Clarke, writes in the November/December issue of The National Interest that an effort this year by several federal government departments produced a paper detailing a cyberwar deterrence strategy, but the document is labeled "secret."
"The last time someone thought a secret could deter an opponent was when 1960s movie character Dr. Strangelove yelled at the Soviet ambassador that a deterrent weapon only works 'if you tell us you have it.' ... In the absence of a public cyberwar strategy, we do not know today whether an Air Force general could launch an effective cyberwar. We have not had the basic discussion of whether the United States is better-off with the advent of cyberwar capabilities, or whether it is we who will be deterred in the future by the threat of cyber attack on our vulnerable infrastructure."
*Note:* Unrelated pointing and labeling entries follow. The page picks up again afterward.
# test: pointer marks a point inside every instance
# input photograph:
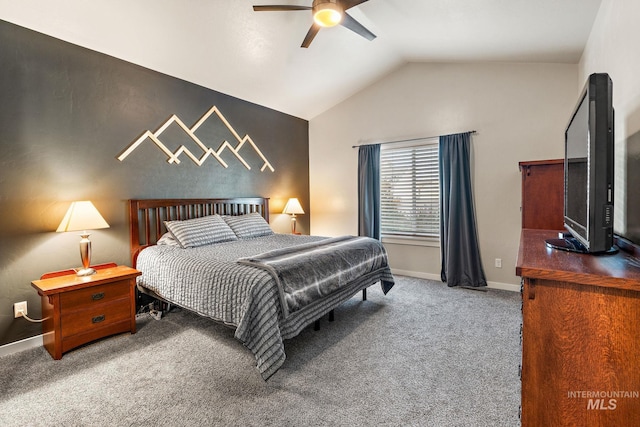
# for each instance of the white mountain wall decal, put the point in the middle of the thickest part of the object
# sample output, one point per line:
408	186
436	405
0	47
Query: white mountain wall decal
174	156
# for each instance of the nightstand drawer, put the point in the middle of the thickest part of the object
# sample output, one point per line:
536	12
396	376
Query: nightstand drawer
95	317
95	295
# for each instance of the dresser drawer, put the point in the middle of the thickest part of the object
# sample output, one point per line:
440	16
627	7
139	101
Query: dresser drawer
95	317
95	295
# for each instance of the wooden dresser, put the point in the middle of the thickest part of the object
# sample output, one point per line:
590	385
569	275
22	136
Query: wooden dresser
78	310
580	336
542	194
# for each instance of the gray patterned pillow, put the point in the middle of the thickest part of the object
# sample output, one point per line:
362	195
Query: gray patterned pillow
249	225
200	231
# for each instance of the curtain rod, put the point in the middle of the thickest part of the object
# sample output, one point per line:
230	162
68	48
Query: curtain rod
409	140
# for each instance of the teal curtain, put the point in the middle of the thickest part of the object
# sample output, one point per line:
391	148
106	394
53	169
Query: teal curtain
459	249
369	191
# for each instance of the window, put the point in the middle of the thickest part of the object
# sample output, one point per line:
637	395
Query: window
410	189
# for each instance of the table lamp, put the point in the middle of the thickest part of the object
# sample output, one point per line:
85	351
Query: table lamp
293	208
82	216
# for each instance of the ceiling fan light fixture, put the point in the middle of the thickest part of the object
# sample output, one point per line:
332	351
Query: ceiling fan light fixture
327	13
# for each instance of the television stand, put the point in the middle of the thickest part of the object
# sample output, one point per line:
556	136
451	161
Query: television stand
571	244
580	336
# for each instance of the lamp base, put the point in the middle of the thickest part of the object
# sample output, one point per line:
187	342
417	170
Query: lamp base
85	271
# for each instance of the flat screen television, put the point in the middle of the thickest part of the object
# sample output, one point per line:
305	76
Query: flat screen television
589	171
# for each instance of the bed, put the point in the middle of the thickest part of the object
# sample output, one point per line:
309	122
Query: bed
219	258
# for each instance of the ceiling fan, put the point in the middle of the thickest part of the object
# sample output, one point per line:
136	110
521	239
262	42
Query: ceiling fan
326	13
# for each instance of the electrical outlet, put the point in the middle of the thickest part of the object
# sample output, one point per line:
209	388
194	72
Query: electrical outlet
19	308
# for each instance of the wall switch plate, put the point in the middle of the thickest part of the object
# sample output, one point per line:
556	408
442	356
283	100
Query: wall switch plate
19	308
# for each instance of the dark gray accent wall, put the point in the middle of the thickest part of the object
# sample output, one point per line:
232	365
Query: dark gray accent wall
67	112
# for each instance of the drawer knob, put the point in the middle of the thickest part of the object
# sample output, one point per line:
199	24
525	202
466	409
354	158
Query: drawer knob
97	319
98	296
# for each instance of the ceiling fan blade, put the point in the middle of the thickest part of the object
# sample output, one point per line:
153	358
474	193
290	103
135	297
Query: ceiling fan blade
279	8
310	35
356	27
348	4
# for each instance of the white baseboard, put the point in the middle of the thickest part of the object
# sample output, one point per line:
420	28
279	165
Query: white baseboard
429	276
17	346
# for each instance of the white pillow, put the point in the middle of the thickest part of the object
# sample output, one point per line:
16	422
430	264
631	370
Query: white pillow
249	225
200	231
167	239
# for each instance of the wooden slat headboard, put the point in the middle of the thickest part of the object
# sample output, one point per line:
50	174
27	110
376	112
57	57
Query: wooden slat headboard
147	216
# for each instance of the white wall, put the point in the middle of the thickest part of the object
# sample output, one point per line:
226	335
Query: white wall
519	111
613	48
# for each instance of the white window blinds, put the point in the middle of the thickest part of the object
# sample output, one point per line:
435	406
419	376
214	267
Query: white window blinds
410	189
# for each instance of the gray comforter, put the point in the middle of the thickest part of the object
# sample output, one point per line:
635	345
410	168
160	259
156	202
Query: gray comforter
210	281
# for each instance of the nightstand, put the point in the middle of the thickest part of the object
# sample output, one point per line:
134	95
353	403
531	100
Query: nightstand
78	310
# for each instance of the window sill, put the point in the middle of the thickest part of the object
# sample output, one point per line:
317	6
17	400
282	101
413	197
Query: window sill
412	241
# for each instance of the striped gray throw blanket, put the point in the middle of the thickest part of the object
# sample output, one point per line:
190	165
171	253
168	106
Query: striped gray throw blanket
210	281
311	271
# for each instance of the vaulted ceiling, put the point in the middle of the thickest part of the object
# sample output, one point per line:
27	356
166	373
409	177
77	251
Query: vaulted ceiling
226	46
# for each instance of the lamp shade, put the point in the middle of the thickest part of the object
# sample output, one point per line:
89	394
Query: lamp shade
82	216
293	207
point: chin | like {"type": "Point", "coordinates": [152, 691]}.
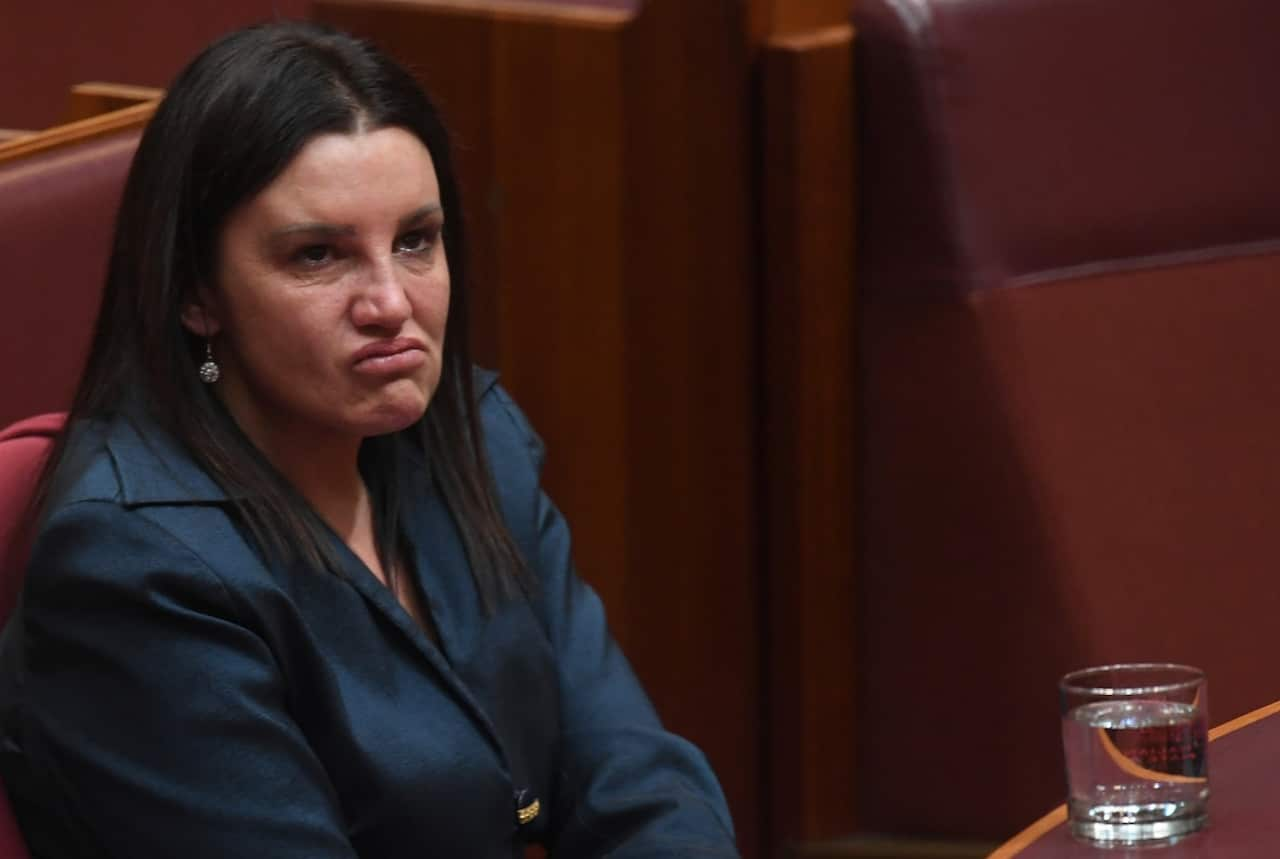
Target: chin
{"type": "Point", "coordinates": [394, 415]}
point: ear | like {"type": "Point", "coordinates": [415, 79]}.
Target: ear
{"type": "Point", "coordinates": [199, 318]}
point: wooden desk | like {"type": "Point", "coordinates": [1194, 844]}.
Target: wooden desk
{"type": "Point", "coordinates": [1244, 776]}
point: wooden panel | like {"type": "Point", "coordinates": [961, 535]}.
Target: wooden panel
{"type": "Point", "coordinates": [55, 45]}
{"type": "Point", "coordinates": [77, 132]}
{"type": "Point", "coordinates": [807, 142]}
{"type": "Point", "coordinates": [604, 159]}
{"type": "Point", "coordinates": [787, 18]}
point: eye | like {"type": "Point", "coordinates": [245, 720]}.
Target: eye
{"type": "Point", "coordinates": [314, 255]}
{"type": "Point", "coordinates": [416, 241]}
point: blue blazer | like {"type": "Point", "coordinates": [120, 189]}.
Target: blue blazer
{"type": "Point", "coordinates": [165, 693]}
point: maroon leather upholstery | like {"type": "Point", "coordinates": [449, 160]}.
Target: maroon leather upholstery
{"type": "Point", "coordinates": [23, 448]}
{"type": "Point", "coordinates": [56, 218]}
{"type": "Point", "coordinates": [1069, 263]}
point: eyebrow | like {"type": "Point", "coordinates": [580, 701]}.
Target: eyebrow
{"type": "Point", "coordinates": [321, 229]}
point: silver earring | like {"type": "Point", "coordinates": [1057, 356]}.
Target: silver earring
{"type": "Point", "coordinates": [209, 370]}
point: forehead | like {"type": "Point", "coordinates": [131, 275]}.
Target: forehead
{"type": "Point", "coordinates": [344, 178]}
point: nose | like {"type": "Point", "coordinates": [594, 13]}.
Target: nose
{"type": "Point", "coordinates": [380, 300]}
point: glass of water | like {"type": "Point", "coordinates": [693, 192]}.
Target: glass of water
{"type": "Point", "coordinates": [1136, 739]}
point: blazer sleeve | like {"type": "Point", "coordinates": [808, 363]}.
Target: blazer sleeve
{"type": "Point", "coordinates": [145, 718]}
{"type": "Point", "coordinates": [627, 787]}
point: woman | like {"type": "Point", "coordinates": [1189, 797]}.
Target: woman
{"type": "Point", "coordinates": [296, 590]}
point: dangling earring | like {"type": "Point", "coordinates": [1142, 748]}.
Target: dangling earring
{"type": "Point", "coordinates": [209, 370]}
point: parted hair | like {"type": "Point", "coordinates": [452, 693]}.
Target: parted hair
{"type": "Point", "coordinates": [231, 123]}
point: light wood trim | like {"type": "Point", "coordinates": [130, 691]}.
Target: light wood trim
{"type": "Point", "coordinates": [1031, 834]}
{"type": "Point", "coordinates": [513, 10]}
{"type": "Point", "coordinates": [1244, 721]}
{"type": "Point", "coordinates": [1057, 816]}
{"type": "Point", "coordinates": [94, 97]}
{"type": "Point", "coordinates": [82, 129]}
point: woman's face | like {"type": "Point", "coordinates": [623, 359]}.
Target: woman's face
{"type": "Point", "coordinates": [332, 293]}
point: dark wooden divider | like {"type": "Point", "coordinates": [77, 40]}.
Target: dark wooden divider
{"type": "Point", "coordinates": [661, 202]}
{"type": "Point", "coordinates": [807, 220]}
{"type": "Point", "coordinates": [606, 159]}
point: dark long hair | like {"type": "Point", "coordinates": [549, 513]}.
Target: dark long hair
{"type": "Point", "coordinates": [233, 119]}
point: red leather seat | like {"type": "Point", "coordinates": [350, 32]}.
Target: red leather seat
{"type": "Point", "coordinates": [56, 218]}
{"type": "Point", "coordinates": [1069, 273]}
{"type": "Point", "coordinates": [23, 448]}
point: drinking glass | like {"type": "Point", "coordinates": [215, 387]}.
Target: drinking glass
{"type": "Point", "coordinates": [1136, 740]}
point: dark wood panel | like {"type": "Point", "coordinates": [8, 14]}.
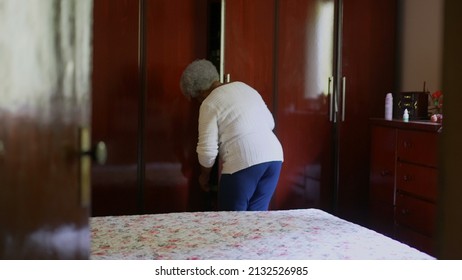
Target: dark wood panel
{"type": "Point", "coordinates": [304, 64]}
{"type": "Point", "coordinates": [115, 99]}
{"type": "Point", "coordinates": [367, 63]}
{"type": "Point", "coordinates": [44, 102]}
{"type": "Point", "coordinates": [413, 146]}
{"type": "Point", "coordinates": [177, 34]}
{"type": "Point", "coordinates": [383, 158]}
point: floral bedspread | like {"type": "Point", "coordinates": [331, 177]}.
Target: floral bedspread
{"type": "Point", "coordinates": [285, 234]}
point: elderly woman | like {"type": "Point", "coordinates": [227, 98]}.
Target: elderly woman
{"type": "Point", "coordinates": [235, 123]}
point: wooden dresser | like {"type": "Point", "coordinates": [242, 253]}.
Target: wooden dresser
{"type": "Point", "coordinates": [404, 180]}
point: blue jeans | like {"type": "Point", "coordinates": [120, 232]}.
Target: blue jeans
{"type": "Point", "coordinates": [250, 189]}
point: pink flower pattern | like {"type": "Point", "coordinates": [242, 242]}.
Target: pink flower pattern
{"type": "Point", "coordinates": [285, 234]}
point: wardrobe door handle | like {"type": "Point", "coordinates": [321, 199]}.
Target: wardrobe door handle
{"type": "Point", "coordinates": [331, 105]}
{"type": "Point", "coordinates": [343, 97]}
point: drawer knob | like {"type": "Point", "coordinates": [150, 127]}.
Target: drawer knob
{"type": "Point", "coordinates": [405, 212]}
{"type": "Point", "coordinates": [407, 178]}
{"type": "Point", "coordinates": [407, 144]}
{"type": "Point", "coordinates": [385, 173]}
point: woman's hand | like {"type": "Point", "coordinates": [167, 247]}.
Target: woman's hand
{"type": "Point", "coordinates": [204, 178]}
{"type": "Point", "coordinates": [204, 182]}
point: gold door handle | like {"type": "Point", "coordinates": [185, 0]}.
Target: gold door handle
{"type": "Point", "coordinates": [98, 153]}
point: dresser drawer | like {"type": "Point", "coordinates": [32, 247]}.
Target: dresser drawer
{"type": "Point", "coordinates": [415, 213]}
{"type": "Point", "coordinates": [417, 180]}
{"type": "Point", "coordinates": [415, 239]}
{"type": "Point", "coordinates": [417, 147]}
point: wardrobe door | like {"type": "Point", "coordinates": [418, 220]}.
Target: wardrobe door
{"type": "Point", "coordinates": [115, 105]}
{"type": "Point", "coordinates": [304, 116]}
{"type": "Point", "coordinates": [176, 34]}
{"type": "Point", "coordinates": [367, 65]}
{"type": "Point", "coordinates": [249, 45]}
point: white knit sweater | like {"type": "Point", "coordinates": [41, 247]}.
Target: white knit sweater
{"type": "Point", "coordinates": [235, 122]}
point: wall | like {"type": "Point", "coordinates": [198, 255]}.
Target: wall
{"type": "Point", "coordinates": [421, 43]}
{"type": "Point", "coordinates": [451, 160]}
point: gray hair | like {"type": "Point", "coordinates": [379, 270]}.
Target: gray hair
{"type": "Point", "coordinates": [197, 77]}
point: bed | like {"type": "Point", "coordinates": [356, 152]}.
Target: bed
{"type": "Point", "coordinates": [284, 234]}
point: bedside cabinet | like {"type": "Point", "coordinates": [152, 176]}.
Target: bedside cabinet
{"type": "Point", "coordinates": [404, 181]}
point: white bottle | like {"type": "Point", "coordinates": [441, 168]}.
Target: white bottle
{"type": "Point", "coordinates": [389, 107]}
{"type": "Point", "coordinates": [406, 115]}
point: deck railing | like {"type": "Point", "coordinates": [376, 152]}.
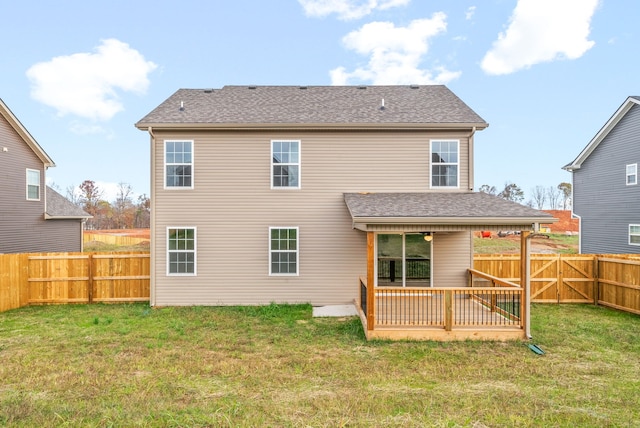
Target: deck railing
{"type": "Point", "coordinates": [488, 302]}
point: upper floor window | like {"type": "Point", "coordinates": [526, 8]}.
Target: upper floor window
{"type": "Point", "coordinates": [634, 234]}
{"type": "Point", "coordinates": [33, 185]}
{"type": "Point", "coordinates": [178, 164]}
{"type": "Point", "coordinates": [181, 251]}
{"type": "Point", "coordinates": [632, 173]}
{"type": "Point", "coordinates": [283, 251]}
{"type": "Point", "coordinates": [445, 163]}
{"type": "Point", "coordinates": [285, 164]}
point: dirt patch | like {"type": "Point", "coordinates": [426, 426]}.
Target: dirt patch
{"type": "Point", "coordinates": [565, 223]}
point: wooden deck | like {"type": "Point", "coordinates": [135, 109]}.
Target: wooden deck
{"type": "Point", "coordinates": [486, 313]}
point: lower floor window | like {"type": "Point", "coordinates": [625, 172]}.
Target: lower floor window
{"type": "Point", "coordinates": [283, 250]}
{"type": "Point", "coordinates": [181, 251]}
{"type": "Point", "coordinates": [634, 234]}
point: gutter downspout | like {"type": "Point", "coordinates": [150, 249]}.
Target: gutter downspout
{"type": "Point", "coordinates": [471, 160]}
{"type": "Point", "coordinates": [152, 222]}
{"type": "Point", "coordinates": [527, 276]}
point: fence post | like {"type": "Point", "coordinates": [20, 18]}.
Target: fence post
{"type": "Point", "coordinates": [371, 295]}
{"type": "Point", "coordinates": [596, 282]}
{"type": "Point", "coordinates": [560, 277]}
{"type": "Point", "coordinates": [90, 278]}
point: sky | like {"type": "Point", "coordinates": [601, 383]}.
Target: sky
{"type": "Point", "coordinates": [545, 74]}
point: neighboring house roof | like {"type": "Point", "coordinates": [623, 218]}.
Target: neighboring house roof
{"type": "Point", "coordinates": [25, 135]}
{"type": "Point", "coordinates": [604, 131]}
{"type": "Point", "coordinates": [59, 207]}
{"type": "Point", "coordinates": [470, 208]}
{"type": "Point", "coordinates": [432, 106]}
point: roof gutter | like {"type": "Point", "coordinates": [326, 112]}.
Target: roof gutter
{"type": "Point", "coordinates": [352, 126]}
{"type": "Point", "coordinates": [475, 221]}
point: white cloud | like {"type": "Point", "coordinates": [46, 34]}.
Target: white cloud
{"type": "Point", "coordinates": [541, 31]}
{"type": "Point", "coordinates": [87, 84]}
{"type": "Point", "coordinates": [395, 53]}
{"type": "Point", "coordinates": [347, 9]}
{"type": "Point", "coordinates": [469, 13]}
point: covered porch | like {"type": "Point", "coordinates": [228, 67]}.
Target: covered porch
{"type": "Point", "coordinates": [431, 291]}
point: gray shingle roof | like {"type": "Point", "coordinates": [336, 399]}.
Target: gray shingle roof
{"type": "Point", "coordinates": [321, 105]}
{"type": "Point", "coordinates": [458, 205]}
{"type": "Point", "coordinates": [59, 206]}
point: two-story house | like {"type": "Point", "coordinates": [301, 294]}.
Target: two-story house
{"type": "Point", "coordinates": [292, 193]}
{"type": "Point", "coordinates": [606, 192]}
{"type": "Point", "coordinates": [33, 216]}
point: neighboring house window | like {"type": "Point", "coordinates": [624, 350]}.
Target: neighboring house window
{"type": "Point", "coordinates": [283, 250]}
{"type": "Point", "coordinates": [444, 163]}
{"type": "Point", "coordinates": [178, 164]}
{"type": "Point", "coordinates": [634, 234]}
{"type": "Point", "coordinates": [33, 185]}
{"type": "Point", "coordinates": [632, 174]}
{"type": "Point", "coordinates": [285, 164]}
{"type": "Point", "coordinates": [181, 251]}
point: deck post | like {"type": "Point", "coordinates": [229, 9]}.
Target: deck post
{"type": "Point", "coordinates": [371, 295]}
{"type": "Point", "coordinates": [448, 310]}
{"type": "Point", "coordinates": [525, 267]}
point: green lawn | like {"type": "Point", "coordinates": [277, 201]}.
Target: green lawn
{"type": "Point", "coordinates": [131, 365]}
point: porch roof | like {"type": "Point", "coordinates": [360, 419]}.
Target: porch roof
{"type": "Point", "coordinates": [471, 209]}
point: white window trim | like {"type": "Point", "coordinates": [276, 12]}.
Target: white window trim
{"type": "Point", "coordinates": [296, 251]}
{"type": "Point", "coordinates": [299, 164]}
{"type": "Point", "coordinates": [634, 166]}
{"type": "Point", "coordinates": [164, 165]}
{"type": "Point", "coordinates": [630, 226]}
{"type": "Point", "coordinates": [195, 251]}
{"type": "Point", "coordinates": [39, 185]}
{"type": "Point", "coordinates": [404, 256]}
{"type": "Point", "coordinates": [431, 164]}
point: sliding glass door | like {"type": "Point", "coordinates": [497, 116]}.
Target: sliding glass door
{"type": "Point", "coordinates": [403, 259]}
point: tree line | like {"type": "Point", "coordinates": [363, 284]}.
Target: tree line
{"type": "Point", "coordinates": [553, 198]}
{"type": "Point", "coordinates": [125, 212]}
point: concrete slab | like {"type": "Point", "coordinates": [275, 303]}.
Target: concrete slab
{"type": "Point", "coordinates": [335, 311]}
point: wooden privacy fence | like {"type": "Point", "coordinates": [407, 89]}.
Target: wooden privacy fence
{"type": "Point", "coordinates": [609, 280]}
{"type": "Point", "coordinates": [43, 278]}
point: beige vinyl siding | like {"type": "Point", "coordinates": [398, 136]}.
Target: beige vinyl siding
{"type": "Point", "coordinates": [452, 256]}
{"type": "Point", "coordinates": [233, 206]}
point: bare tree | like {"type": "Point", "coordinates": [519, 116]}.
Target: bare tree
{"type": "Point", "coordinates": [123, 210]}
{"type": "Point", "coordinates": [511, 192]}
{"type": "Point", "coordinates": [539, 195]}
{"type": "Point", "coordinates": [89, 198]}
{"type": "Point", "coordinates": [73, 195]}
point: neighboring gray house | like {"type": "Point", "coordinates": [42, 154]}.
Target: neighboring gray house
{"type": "Point", "coordinates": [289, 194]}
{"type": "Point", "coordinates": [606, 192]}
{"type": "Point", "coordinates": [33, 217]}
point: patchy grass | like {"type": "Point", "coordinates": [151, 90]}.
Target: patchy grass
{"type": "Point", "coordinates": [556, 243]}
{"type": "Point", "coordinates": [131, 365]}
{"type": "Point", "coordinates": [98, 246]}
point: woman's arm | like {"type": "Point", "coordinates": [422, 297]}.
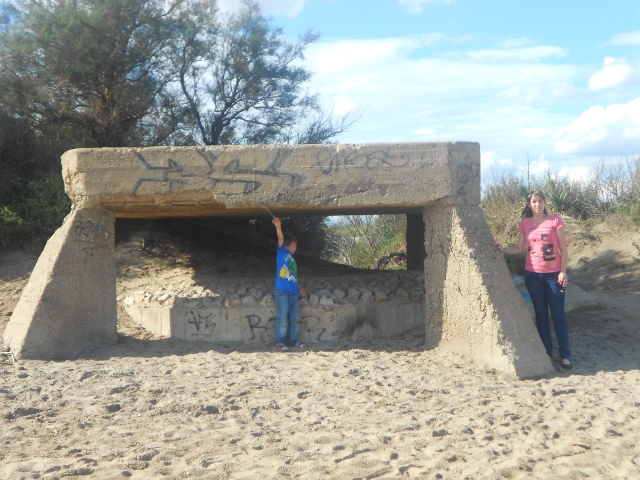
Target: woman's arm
{"type": "Point", "coordinates": [564, 256]}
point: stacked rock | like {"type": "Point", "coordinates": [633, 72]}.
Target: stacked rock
{"type": "Point", "coordinates": [325, 292]}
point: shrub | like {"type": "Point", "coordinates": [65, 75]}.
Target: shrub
{"type": "Point", "coordinates": [33, 212]}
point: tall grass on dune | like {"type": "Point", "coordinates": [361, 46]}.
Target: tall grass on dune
{"type": "Point", "coordinates": [613, 188]}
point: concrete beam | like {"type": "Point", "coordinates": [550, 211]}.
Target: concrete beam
{"type": "Point", "coordinates": [241, 180]}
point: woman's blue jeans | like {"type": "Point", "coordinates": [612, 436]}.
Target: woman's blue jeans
{"type": "Point", "coordinates": [287, 313]}
{"type": "Point", "coordinates": [547, 294]}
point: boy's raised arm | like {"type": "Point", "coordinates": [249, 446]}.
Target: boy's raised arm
{"type": "Point", "coordinates": [276, 221]}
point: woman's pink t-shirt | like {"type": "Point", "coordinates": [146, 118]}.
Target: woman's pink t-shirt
{"type": "Point", "coordinates": [543, 254]}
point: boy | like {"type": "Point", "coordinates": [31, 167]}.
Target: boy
{"type": "Point", "coordinates": [286, 295]}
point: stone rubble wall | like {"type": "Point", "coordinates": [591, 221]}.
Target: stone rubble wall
{"type": "Point", "coordinates": [347, 308]}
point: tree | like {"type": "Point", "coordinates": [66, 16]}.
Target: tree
{"type": "Point", "coordinates": [96, 65]}
{"type": "Point", "coordinates": [359, 240]}
{"type": "Point", "coordinates": [243, 82]}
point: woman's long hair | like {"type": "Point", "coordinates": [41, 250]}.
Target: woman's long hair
{"type": "Point", "coordinates": [526, 211]}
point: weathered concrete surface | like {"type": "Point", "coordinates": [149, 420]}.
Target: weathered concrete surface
{"type": "Point", "coordinates": [256, 324]}
{"type": "Point", "coordinates": [471, 303]}
{"type": "Point", "coordinates": [238, 180]}
{"type": "Point", "coordinates": [69, 305]}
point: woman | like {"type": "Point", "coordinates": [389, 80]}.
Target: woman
{"type": "Point", "coordinates": [545, 273]}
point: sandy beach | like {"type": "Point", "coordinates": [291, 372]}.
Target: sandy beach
{"type": "Point", "coordinates": [164, 408]}
{"type": "Point", "coordinates": [384, 409]}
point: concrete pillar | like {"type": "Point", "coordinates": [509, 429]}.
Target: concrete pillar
{"type": "Point", "coordinates": [69, 305]}
{"type": "Point", "coordinates": [415, 242]}
{"type": "Point", "coordinates": [471, 304]}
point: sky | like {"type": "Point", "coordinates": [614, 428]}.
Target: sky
{"type": "Point", "coordinates": [555, 84]}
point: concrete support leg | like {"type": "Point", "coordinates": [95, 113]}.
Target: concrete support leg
{"type": "Point", "coordinates": [472, 306]}
{"type": "Point", "coordinates": [69, 305]}
{"type": "Point", "coordinates": [415, 242]}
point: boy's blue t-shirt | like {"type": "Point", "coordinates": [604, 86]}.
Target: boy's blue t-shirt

If the Obama administration is as transparent as it claims, perhaps it should lead a national discussion on our offensive cyber capabilities and how it could deter others from attacking us. If you believe Clarke, that discussion is urgent because our cyber defenses in his view aren't as strong as many would believe, especially in protecting the mostly privately owned national critical IT infrastructure.
"America's ability to defend its vital systems from cyber attack ranks among the world's worst. ... America's connectivity to the rest of the world is unlimited and controlled by no plan or agency. If, as a result of a cyberwar attack, our power grids failed, trains stopped and the financial sector froze, the government's response today would make former-FEMA Director Michael Brown's performance after Katrina truly look like one 'hell of a job.'"
Could equating the Obama White House with the Bush administration provide motivation for the incumbent to act?